Interestingly, she can distinguish between these two very similar exhortations:

Desdemona, do you want to go outside?

Desdemona, do you want to go for a ride?

Say the first and she will squirrel herself all the way back into the corner under my son’s bed. Say the second and she’ll scoot her way out in an instant and leap and yelp until she gets to go for a ride.

The point is not her epistemology. The point is her will. I have zero doubt that Desdemona has will, which reflects her desires, which reflects her values and disvalues. She cannot conceptualize, and thus her will is not free in the way we speak of free will among human beings (and that freedom of will is not biological in origin but is nurtured into being only by human upbringing). Free will is an attribute of the human brain, but will itself — desire, value, disvalue, emotional expression — is a mammal-brain phenomenon. This is why pre-conceptual children and genetic homo sapiens raised by animals are able to express will even when they are unable to express any concepts.

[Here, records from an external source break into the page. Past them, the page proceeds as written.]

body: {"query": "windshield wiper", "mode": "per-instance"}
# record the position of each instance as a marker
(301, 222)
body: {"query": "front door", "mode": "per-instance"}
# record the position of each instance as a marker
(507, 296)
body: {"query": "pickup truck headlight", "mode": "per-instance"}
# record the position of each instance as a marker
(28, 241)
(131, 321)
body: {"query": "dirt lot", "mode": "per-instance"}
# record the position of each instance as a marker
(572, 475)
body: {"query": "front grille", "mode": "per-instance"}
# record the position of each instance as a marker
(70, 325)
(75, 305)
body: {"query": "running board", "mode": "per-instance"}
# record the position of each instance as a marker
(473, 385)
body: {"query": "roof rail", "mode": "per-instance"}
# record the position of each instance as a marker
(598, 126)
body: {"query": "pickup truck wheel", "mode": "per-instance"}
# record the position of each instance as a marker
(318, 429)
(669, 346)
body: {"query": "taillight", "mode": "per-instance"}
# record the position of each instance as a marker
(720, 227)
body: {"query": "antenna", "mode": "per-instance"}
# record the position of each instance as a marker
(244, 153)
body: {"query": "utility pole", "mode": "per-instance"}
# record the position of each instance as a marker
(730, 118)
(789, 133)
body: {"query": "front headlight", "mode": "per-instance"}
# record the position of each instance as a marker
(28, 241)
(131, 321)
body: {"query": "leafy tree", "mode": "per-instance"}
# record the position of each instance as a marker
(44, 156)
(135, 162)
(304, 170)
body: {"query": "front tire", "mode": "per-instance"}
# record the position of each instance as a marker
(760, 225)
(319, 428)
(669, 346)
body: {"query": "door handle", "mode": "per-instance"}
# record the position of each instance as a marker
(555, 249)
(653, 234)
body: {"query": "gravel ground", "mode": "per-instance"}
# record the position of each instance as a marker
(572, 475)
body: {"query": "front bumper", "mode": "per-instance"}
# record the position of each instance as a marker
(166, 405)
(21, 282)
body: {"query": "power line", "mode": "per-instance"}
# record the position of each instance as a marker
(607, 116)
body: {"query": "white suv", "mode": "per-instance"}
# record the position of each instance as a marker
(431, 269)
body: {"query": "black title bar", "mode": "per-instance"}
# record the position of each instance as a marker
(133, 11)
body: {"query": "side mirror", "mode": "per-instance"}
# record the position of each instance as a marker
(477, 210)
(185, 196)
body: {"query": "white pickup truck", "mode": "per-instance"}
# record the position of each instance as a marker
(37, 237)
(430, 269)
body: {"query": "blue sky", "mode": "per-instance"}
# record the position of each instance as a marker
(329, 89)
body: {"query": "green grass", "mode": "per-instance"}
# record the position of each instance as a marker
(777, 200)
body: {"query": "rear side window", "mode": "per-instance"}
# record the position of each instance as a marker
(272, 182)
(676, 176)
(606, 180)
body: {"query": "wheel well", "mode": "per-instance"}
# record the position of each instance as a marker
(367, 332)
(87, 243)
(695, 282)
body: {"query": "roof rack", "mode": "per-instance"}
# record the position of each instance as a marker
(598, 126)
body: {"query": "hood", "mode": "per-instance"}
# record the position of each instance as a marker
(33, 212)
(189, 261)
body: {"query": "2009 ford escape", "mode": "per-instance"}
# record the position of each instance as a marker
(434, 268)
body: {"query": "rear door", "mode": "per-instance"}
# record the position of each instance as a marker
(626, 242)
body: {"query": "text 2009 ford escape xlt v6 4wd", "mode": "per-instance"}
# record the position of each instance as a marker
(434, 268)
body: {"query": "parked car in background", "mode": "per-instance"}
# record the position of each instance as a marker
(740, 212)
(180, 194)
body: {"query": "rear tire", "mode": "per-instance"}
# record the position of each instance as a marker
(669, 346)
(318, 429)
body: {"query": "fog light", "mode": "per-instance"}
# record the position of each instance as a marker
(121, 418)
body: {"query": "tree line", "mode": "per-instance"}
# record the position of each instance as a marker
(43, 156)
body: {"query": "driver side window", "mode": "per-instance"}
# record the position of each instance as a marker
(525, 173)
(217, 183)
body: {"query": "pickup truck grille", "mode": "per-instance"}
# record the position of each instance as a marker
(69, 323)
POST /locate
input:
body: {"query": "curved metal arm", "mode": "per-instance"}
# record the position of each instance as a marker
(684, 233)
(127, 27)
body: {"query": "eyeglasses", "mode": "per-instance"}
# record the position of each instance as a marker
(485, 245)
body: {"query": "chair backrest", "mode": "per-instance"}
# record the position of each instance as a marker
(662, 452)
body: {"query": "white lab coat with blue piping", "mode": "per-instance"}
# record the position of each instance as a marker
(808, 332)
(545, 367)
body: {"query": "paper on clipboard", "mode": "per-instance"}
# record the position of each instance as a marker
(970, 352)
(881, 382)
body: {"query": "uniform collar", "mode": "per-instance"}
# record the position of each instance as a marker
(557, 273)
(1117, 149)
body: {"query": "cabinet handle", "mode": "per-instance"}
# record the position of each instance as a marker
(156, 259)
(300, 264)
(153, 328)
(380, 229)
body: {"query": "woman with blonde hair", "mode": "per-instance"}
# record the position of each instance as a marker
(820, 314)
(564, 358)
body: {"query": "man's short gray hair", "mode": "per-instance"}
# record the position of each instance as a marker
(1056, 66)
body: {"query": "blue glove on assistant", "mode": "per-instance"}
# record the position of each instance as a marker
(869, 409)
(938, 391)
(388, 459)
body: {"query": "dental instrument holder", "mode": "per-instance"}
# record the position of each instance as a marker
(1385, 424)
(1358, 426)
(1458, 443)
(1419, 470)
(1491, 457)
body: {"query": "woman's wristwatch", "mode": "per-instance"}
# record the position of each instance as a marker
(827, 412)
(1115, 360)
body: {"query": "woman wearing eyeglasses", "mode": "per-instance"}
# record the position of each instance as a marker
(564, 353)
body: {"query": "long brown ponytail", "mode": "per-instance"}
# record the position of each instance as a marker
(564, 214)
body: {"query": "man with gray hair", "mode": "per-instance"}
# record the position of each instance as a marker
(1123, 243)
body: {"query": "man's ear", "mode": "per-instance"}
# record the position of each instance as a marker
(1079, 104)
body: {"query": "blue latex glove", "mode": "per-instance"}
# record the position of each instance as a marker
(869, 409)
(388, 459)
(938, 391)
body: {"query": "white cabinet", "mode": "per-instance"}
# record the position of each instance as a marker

Now that we understand Desdemona, I must ask you to excuse me. I have to run out and retrieve my dog.

She’s always been the hardest of our dogs to love. Whoever raised her showed her no affection, so she never learned how to express it. She glommed onto me as her alpha when we found her. But she is not herself a true alpha bitch, so she spent her entire life with us competing with the other bitches, mainly Shyly, for dominance. Shyly kicked the shit out of her twice, and after that they learned to get along. But she has never tired of bossing Ophelia around — but Ophelia is just omega enough to put up with it. Nevertheless, Desdemona has never been at home except with us, and she gave up running away a long time ago. Hall-monitor, schedule-keeper, the Barney Fife of our menagerie. I know it’s only pattern-matching, but the damn dog can tell time. I can’t imagine that we’ll ever meet a smarter animal.

And she’s done. She’s been fading for months, wheezing for weeks. Since last night, she’s been splayed in one spot in the hallway. She wouldn’t eat this morning. If she doesn’t improve today, tonight she will make her final escape. She’s been with us for so long I can’t imagine what life will be like without her. The dynamic will change. The other dogs will play more playfully with Desi gone, and that’s sad. She was never anybody’s favorite dog, never anyone’s “pet,” and that’s even sadder. But she was always herself, always a thing unto her own — never really comfortable, never truly at her ease, but as satisfied as she could be to be the smartest dog, the most willful, the cleverest escape artist, the most vociferous howler.

Rest in peace, Desdemona. You’ve earned it.